You can imagine that it didn’t take long for brands to capitalize on this phenomenon. Companies of every size began to create partnerships with influencers, offering them free products, travel and even monetary compensation in compensation for sponsored content. Thus, the modern influencer culture was born—and it hasn’t died down since. According to Influencer Marketing Hub, there was a huge increase in companies that used influencer marketing in 2019, and it seems to be money well spent. Their 2019 Benchmark report states that, “even average firms achieve impressive results, with an average earned media value of $5.20 per dollar they spend on influencer marketing.”
As we’ve mentioned above, affiliate marketing is a key way that brands capitalize on influencer culture. And most of the time, this is done through the use of affiliate links.
According to Techopedia, an affiliate link is a “specific URL that contains the affiliate’s ID or username. In affiliate programs, advertisers use affiliate links to record the traffic that is sent to the advertiser’s website.”
Sometimes, a retail seller requires affiliates to complete an application and be selected as a brand ambassador in order to partner as an affiliate, but not always. Amazon allows any user to share products using an affiliate link, therefore keeping a small percentage of any sales.

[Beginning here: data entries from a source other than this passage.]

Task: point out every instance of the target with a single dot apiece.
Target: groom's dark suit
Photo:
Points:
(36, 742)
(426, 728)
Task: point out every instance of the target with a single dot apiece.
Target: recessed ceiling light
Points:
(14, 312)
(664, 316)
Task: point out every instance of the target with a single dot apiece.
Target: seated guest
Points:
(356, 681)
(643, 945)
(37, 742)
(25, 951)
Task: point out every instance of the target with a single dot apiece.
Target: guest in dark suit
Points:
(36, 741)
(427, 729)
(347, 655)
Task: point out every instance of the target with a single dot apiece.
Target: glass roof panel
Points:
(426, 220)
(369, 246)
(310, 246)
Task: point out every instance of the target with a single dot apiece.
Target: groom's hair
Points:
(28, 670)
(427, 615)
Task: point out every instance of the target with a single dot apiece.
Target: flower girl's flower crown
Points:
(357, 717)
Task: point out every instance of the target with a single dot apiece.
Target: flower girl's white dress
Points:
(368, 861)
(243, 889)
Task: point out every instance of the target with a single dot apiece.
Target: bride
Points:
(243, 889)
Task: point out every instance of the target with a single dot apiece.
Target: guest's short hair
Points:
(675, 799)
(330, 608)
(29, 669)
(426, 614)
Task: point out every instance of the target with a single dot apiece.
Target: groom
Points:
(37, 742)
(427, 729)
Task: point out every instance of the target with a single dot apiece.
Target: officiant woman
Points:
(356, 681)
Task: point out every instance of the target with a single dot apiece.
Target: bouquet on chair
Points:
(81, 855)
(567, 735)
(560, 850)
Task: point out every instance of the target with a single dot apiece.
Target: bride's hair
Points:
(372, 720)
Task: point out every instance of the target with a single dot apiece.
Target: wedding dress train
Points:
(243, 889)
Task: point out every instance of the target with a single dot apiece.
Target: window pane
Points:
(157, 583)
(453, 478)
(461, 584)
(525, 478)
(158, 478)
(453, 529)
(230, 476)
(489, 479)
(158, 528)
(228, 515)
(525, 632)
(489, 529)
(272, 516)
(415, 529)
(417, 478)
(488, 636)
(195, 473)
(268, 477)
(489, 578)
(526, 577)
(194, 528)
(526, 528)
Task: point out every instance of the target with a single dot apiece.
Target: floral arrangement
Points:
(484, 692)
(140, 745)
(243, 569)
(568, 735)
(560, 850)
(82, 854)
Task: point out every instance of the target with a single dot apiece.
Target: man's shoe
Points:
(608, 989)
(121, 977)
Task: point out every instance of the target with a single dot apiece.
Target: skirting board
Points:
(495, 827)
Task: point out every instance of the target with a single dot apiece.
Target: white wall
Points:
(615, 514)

The increasing popularity of affiliate links has led to the creation of companies like RewardStyle, which describes itself as “the first and largest invitation-only end-to-end content monetization platform for top-tier digital style influencers and brands around the world” and provides influencers with “exclusive access to an innovative ecosystem of monetization tools, a global network of 5,000 retail partners, and tailored growth services—all designed to power the monetization of your content.”
A newer trend in influencer marketing focuses on a subset of social media users known as “micro influencers.” Typically, micro influencers have around 2,000-50,000 followers, as opposed to the hundreds of thousands, or even millions that are attracted to more mainstream influencers. Micro influencers often partner with agencies to attract partnerships with brands that reflect their current content, usually making anywhere from $20-$1000 per sponsored post.
Far from slowing down, the use of influencer culture in marketing is projected to continue to boom in the foreseeable future, as brands, agencies and influencers work together to find new ways to creatively produce their sponsored content.
It’s a trend that is reaching beyond the borders of consumerism into politics, too. 2020 presidential candidate and former NYC mayor Michael Bloomberg recently invested campaign funds into collaborating with a series of high-influence meme accounts in an attempt to reach a younger, more internet-savvy demographic. Whether it works remains to be seen, but it’s definitely opened the door for interesting commentary on today’s “internet society.”